Experience and Object
by Dennis J. Darland
July 29, 2008
Last revised 16.12.2008 08.26 time
Copyright © 2008 Dennis J. Darland
Some contentions:
  1. We ordinarily conflate our experience of an object with the object itself.
  2. Most of our sensory experiences are caused by objects external to us.
  3. This is useful - it is usually the object that we need to respond to - we respond to the object via the experience.
  4. Our nervous systems and brains are highly developed organs to produce the experiences we have of objects.
  5. Most of our words are more useful when taken to be about the objects - not the experiences.
  6. However, we apply the words indirectly - based on our experiences.
  7. Consider - if we put our right hand in a container of very warm water and our left hand in a container of very cool water. Then we put both hands in a container of lukewarm water. The right hand feels the water is cold while the left hand feels the water is warm.

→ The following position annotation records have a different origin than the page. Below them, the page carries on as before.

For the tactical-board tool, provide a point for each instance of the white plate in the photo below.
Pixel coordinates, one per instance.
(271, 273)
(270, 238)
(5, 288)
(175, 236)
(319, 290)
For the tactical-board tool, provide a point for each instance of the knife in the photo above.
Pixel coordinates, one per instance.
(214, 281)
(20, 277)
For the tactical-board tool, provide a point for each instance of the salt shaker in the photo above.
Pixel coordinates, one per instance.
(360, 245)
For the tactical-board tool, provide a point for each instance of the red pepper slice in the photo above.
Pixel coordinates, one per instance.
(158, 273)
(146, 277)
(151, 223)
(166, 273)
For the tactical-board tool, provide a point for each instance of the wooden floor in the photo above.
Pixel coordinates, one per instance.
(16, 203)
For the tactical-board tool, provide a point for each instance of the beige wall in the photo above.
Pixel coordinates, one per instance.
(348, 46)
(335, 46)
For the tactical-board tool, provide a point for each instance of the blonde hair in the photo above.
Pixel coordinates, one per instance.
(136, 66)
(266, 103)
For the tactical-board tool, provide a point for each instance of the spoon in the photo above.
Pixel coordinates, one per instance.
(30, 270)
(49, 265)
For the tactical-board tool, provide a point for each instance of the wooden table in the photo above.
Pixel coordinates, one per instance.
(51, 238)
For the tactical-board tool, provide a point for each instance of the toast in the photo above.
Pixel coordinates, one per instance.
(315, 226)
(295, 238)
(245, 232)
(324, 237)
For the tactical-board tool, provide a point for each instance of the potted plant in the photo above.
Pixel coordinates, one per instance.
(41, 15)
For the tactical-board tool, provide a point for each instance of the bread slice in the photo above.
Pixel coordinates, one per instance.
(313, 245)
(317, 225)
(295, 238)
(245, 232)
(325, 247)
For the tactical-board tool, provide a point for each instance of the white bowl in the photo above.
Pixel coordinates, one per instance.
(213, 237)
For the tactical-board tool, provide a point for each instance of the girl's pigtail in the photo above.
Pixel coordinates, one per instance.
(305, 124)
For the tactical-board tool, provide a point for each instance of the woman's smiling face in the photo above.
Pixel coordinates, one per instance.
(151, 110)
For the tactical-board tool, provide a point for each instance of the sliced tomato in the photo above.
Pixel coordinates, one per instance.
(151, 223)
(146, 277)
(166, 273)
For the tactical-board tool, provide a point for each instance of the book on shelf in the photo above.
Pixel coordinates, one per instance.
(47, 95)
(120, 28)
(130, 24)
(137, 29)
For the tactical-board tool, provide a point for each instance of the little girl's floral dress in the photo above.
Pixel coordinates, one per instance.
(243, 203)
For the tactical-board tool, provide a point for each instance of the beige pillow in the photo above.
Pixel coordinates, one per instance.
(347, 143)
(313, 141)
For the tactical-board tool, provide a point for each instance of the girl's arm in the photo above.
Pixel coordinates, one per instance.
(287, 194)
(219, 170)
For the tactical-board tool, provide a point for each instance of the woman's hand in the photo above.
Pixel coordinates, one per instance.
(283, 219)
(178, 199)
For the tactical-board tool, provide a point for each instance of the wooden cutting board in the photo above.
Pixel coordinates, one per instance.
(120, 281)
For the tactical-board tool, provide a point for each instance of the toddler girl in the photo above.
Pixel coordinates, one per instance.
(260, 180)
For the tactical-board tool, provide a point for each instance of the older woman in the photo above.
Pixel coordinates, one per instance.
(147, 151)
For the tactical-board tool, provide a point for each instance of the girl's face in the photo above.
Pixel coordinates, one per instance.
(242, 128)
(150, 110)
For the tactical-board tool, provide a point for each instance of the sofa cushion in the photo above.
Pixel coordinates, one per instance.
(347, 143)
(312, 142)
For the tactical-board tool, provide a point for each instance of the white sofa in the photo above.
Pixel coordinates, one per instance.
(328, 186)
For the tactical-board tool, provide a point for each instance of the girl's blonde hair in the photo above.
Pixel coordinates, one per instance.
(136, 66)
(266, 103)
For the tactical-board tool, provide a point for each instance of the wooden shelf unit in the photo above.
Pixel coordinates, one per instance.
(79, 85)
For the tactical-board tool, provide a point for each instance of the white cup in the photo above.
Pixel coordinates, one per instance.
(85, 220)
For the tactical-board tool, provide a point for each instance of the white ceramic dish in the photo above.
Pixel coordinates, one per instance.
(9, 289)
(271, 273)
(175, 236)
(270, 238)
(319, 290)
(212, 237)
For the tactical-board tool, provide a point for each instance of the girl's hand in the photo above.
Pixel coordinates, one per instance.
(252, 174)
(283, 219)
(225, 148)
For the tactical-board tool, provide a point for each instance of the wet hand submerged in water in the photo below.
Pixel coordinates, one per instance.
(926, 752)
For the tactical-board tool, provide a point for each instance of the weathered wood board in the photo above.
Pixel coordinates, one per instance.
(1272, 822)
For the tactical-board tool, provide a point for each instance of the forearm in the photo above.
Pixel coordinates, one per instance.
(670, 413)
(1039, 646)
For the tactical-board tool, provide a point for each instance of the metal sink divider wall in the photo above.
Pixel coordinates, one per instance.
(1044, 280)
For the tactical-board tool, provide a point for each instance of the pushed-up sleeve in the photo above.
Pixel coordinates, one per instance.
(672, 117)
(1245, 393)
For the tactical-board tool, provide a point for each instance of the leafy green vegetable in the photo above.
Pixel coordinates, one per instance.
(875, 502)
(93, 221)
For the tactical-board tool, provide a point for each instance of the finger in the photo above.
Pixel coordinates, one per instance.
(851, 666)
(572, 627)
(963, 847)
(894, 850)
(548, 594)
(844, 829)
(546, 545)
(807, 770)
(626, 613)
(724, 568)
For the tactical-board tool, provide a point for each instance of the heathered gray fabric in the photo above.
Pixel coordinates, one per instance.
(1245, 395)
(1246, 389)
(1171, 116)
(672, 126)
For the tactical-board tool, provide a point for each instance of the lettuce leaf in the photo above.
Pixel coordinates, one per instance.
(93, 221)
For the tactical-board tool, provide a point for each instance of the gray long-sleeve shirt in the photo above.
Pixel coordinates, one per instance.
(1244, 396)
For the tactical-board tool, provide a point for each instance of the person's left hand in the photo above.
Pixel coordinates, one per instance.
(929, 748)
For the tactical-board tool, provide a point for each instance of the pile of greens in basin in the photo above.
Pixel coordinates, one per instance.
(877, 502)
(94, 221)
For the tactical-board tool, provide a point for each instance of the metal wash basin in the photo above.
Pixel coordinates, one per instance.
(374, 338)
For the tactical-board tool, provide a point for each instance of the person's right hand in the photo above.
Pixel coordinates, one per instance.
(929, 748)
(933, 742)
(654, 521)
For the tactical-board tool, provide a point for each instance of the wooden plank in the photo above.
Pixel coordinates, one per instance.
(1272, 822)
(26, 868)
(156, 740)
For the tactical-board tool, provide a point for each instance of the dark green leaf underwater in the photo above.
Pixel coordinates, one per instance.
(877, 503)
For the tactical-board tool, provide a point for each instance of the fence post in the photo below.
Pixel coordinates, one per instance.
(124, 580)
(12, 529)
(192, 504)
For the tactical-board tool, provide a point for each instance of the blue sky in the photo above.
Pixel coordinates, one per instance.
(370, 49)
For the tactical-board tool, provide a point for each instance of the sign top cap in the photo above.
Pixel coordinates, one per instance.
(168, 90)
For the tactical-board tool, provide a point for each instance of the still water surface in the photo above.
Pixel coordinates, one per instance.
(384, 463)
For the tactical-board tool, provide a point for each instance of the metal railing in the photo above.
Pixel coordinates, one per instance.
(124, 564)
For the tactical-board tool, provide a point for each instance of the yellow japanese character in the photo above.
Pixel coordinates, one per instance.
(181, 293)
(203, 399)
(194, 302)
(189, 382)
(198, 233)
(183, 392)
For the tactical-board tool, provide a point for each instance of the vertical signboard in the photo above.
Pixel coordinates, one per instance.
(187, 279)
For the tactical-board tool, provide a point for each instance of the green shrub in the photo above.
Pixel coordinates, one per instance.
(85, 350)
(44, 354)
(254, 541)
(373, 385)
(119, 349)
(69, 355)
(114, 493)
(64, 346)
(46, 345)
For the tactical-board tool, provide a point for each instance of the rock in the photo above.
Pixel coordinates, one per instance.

  8. Our experiences are subjective and relative - but they are still of an underlying reality.
  9. The three containers all have temperatures measurable in physics.
  10. Similarly our value judgments are subjective and relative - but this does not prove there are not underlying objective values.
  11. Our words and actions more often apply to the objects rather than the experiences because we need to respond to the objects with our bodies - not merely contemplate the experience.